The dispute resulted in cuts in some European countries’ gas supplies and shook the EU, which has been uneasy about its reliance for energy on newly assertive Moscow since Russia invaded neighboring Georgia last August.
“We cannot allow our citizens to experience fuel shortages in the depths of winter again,” said Benita Ferrero-Waldner, EU commissioner for external relations.
But Putin told the bloc it must consult Moscow when negotiating any further deals with Ukraine.
“It seems to me the document about which we are talking is, at a minimum, ill-considered and unprofessional because to discuss such issues without the basic supplier is simply not serious,” Putin said in the Black Sea resort of Sochi.
Shmatko said the joint declaration touched on more sensitive issues than just gas and might damage EU energy security.
“It goes far beyond modernization of the Ukraine transit system and talks of the integration of Ukraine into the legal sphere of the European system as far as energy is concerned,” he told reporters.
About a fifth of Europe’s gas comes from Russia via Ukraine, and the EU has recently tried to curb that heavy dependence by seeking new supplies and transit routes.

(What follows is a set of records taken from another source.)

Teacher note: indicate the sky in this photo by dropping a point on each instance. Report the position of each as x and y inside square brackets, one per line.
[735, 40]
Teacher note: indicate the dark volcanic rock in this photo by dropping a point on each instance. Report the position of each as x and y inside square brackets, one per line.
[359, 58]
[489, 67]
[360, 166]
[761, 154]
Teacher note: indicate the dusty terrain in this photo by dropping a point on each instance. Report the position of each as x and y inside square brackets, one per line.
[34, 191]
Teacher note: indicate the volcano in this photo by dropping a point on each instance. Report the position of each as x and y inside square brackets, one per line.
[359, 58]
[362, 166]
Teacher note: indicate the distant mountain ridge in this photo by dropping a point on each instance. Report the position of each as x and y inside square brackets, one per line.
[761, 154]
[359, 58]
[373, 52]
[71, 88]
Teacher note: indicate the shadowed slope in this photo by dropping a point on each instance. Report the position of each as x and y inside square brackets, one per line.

Ukrainian Prime Minister Yulia Tymoshenko described the proposal to modernize the network as a cheaper way of increasing EU gas imports than building long-distance gas pipelines such as Nabucco, the proposed pipeline from the Caspian region.

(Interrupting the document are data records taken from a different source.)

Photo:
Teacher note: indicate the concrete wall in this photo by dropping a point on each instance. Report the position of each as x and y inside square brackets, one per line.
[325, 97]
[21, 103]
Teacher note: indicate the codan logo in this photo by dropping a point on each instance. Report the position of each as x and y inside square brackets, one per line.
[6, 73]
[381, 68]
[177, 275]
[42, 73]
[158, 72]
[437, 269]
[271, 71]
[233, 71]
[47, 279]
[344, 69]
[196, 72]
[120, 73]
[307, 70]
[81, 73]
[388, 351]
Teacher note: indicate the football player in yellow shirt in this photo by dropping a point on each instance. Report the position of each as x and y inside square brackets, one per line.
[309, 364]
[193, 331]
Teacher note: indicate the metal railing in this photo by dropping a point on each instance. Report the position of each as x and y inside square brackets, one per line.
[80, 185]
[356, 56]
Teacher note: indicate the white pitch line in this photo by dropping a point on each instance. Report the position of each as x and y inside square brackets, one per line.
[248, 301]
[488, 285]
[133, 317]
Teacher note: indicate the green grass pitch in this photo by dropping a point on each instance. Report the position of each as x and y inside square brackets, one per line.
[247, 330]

She said the corruption that had long plagued the Ukrainian gas market had been stamped out. “The shadow money that was traveling alongside this sector will not travel there in 2009,” she told reporters.
Philippe Maystadt, president of the European Investment Bank, said reform of the Ukrainian gas trading system was essential to encourage investment in the country.

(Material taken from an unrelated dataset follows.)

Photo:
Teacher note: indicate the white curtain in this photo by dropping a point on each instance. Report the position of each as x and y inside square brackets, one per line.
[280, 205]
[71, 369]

The joint declaration said Ukraine would ensure the gas network operator would become a truly independent commercial entity, which would provide fair and transparent tariffs for gas transport. It would also rent out its huge gas storage sites.
“If this is a small technical breakdown in complex, three-way relations between Russia, Ukraine and the European Union, then it’s nothing,” said Putin. “But if it’s the start of attempts systematically to ignore the interests of the Russian Federation, then of course it’s bad.”